In the case of Drumm-Flato Commission Co. v. Gerlack Bank, 92 Mo. App. 326, it is stated:

"Where a bank receives money as the property of A., and before payment acquires notice of B.'s claim thereto, it cannot be required to hold said money beyond a reasonable time for B. to protect his rights; and if he does not assert his rights within such time, he will be estopped. What is a reasonable time is a question for the jury." See Drumm-Flato Commission Co. v. Gerlack Bank, 81 S.W. 503.

The evidence in the case disclosed that the bank held the money for nine days after receiving the notice of the plaintiff. Whether this was a reasonable time was a question for the jury, and there was no error in overruling the motion to instruct a verdict for plaintiff.

It is next contended that the court erred in the giving of certain instructions. The principal objection is made to instruction No. 5, where the court advised the jury that, in determining whether the plaintiff acted within a reasonable time or not, they should take into consideration all the circumstances of the case, and that the plaintiff would have a reasonable length of time to determine her rights in the matter, but no more, and it was her duty to determine her rights in the matter to protect her property by suit. We think there was no error in the giving of this instruction. The instruction, when considered with the other instructions, we think fairly submitted the case to the jury.

The plaintiff requested the court to advise the jury that they should take into consideration plaintiff's business experience in determining whether she acted within a reasonable time. We think there was no error in refusing this instruction, because there was no evidence regarding her business experience. Further, at the time she *9 served the notice on the bank, she was acting upon the advice of her lawyer, who was present representing her and advising her of her rights.
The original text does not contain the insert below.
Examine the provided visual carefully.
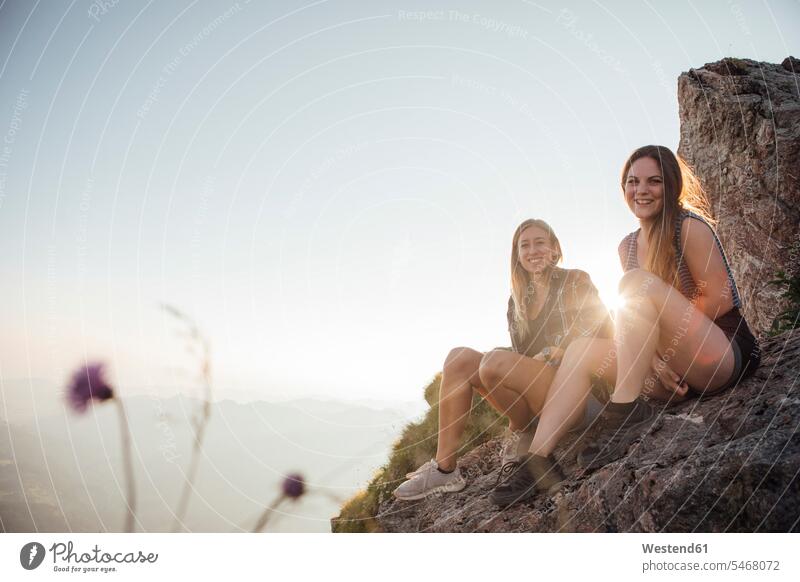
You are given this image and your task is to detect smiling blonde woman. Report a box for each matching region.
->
[494,145,760,505]
[394,219,612,500]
It is next contended that the ground of estoppel or laches does not apply to a wife in a transaction between husband and wife. This may be true, but this is a transaction with a third party, and the rule in 16 Cyc. 777, is stated as follows:

"A wife who knowingly permits her husband to deal with her property as his own will be estopped to assert her ownership against persons who have dealt with the husband in reliance on his apparent ownership or authority."

There are no authorities cited to support any of the other assignments of error, and therefore they will not be considered by the court. Blue v. Board of County Com'rs of Garvin Co.,82 Okla. 178, 198 P. 850.

For the reasons stated the judgment of the court is affirmed.

JOHNSON, MILLER, ELTING, KENNAMER, and NICHOLSON, JJ., concur.